Eckhart nu – tien visies op Meister Eckhart door 10 auteurs

BESTEL ECKHART NU, TIEN VISIES OP MEISTER ECKHART

Meister Eckhart (1260-1327), een van de grootste christelijke mystici uit de Middeleeuwen, staat volop in de belangstelling. Zijn preken en traktaten worden intensief gelezen, niet alleen door theologen en filosofen, maar ook door een steeds groter publiek van leken. Nederlandse auteurs als Simon Vestdijk, Etty Hillesum en C.O. Jellema hebben zich diepgaand met Eckhart beziggehouden. Filosofen als Schopenhauer en Heidegger lieten zich inspireren door de man die meende dat we ‘God moeten bidden om van God leeg te worden’.

Ter gelegenheid van Eckharts 750e geboortedag verscheen deze veelzijdige introductie tot de ‘meester van het niet-wetende weten’. Eckhart nu bevat essays van schrijvers Roel Bentz van den Berg, C.O. Jellema, Oek de Jong en Jan Oegema, van criticus en zen-meester Nico Tydeman, die een uitbundig stuk leverde over Eckhart en het boeddhisme, van theologen Frans Maas en Marcel Braekers, filosoof Gerard Visser en historicus Jef Jacobs, die een portret van Eckhart en zijn tijd vervaardigde. De bundel wordt gecompleteerd met twee preken van de Meister zelf.

JAAP GOEDEGEBUURE – ECKHART VOOR SCEPTICI – BIJ WIJZE VAN INLEIDING

Meister Eckhart leeft. Hoewel zijn sterfdag bijna zeven eeuwen ach ter ons ligt, worden zijn preken en traktaten tot vandaag de dag intensief gelezen, niet alleen door filologen en filosofen (die in een steeds hoger tempo de ene studie na de andere over hem publiceren), maar ook door een even breed als divers publiek. We vinden er orthodoxe christenen onder, spiritueel en wijsgerig geïnteresseerden buiten dan wel binnen kerkelijk verband, agnosten en zelfs atheïsten.

De diversiteit van Eckharts hedendaagse gehoor spiegelt zich in een breed en geschakeerd palet van interpretaties en waardebepalingen. In de negentiende eeuw, toen de filosofie zich al sinds lang had gedistantieerd van de opdracht van Thomas van Aquino, die de wijsbegeerte als de dienstmaagd van de theologie zag, en de eerbied voor de christelijke leer niet meer vanzelfsprekend was, ontstond er ruimte voor een nieuw Eckhart-beeld. Niet alleen bracht Schopenhauer het denken van de Meister in verband met het boeddhismehij ging ook zover om hem los te weken uit orthodoxie en dogma tiek. Voor Eckhart zouden de christelijke geloofwaarheden slechts een vorm van allegorisch te duiden mythologie zijn geweest.
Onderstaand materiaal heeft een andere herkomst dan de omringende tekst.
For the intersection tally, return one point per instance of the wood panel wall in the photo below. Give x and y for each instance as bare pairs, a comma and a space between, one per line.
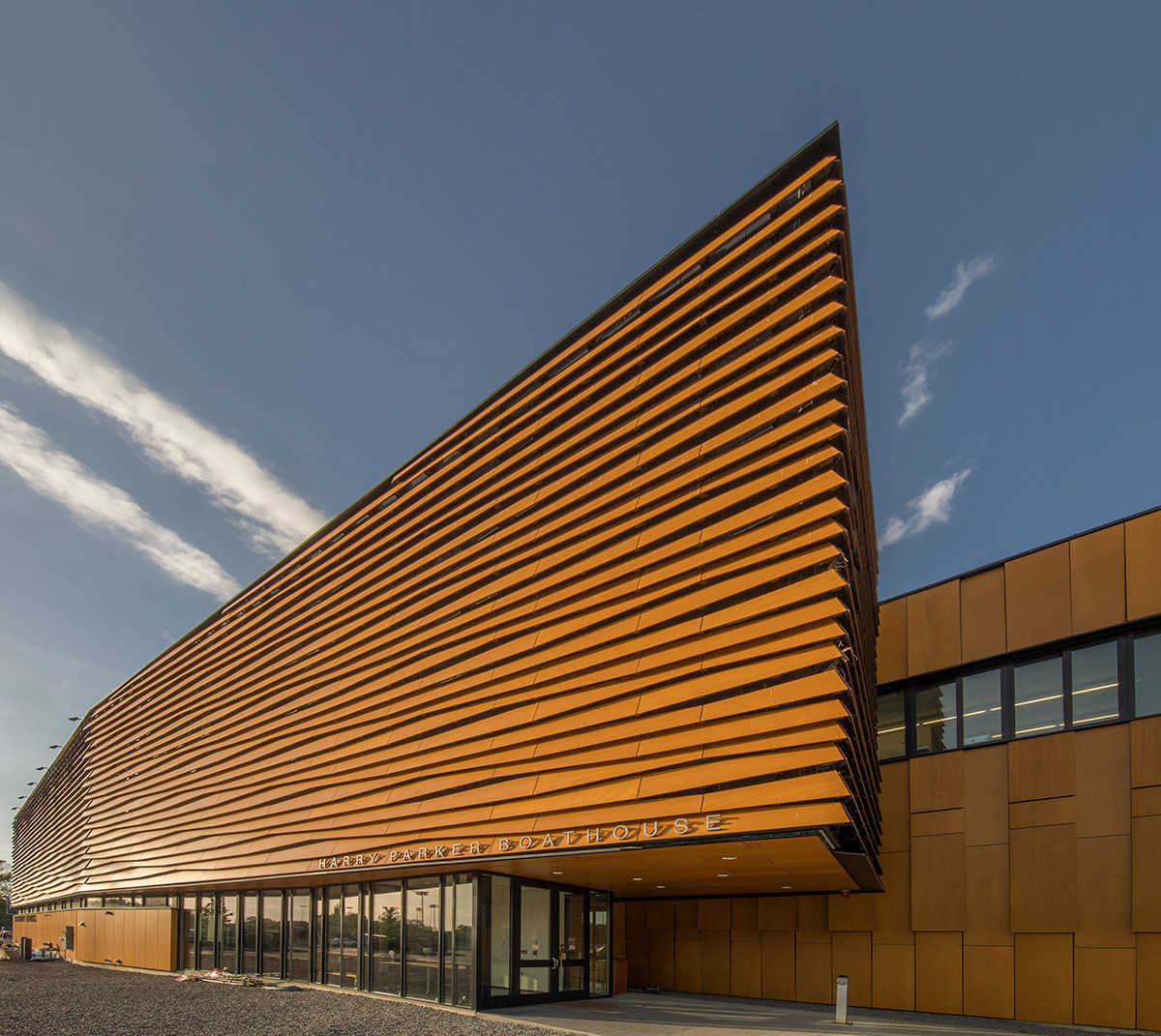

In Schopenhauers voetspoor stelde Nietzsche kritische vragen bij het christelijke gehalte van Eckharts inzichten. Het wilde er bij hem niet in dat iemand die zich zo verregaand had weten te bevrijden van de conventionele theologie trouw kon blijven aan de kerk. Nadat hij in Die fröhliche Wissenschaft zijn instemming had betuigd met Eckharts beroemde bede aan God om van God te worden ontslagen, noteerde Nietzsche in een nagelaten aantekening hoe spijtig het was om te zien dat persoonlijkheden als Pascal en Eckhart door het christendom ‘bedorven’ waren. Veel liever waren hem oude Grieken als Heraclitus, Anaximander en Parmenides, in zijn ogen voorbeeldige denkers, die leefden in harmonie met de natuur en zich niet hadden laten afknijpen door een wereldvijandige doctrine.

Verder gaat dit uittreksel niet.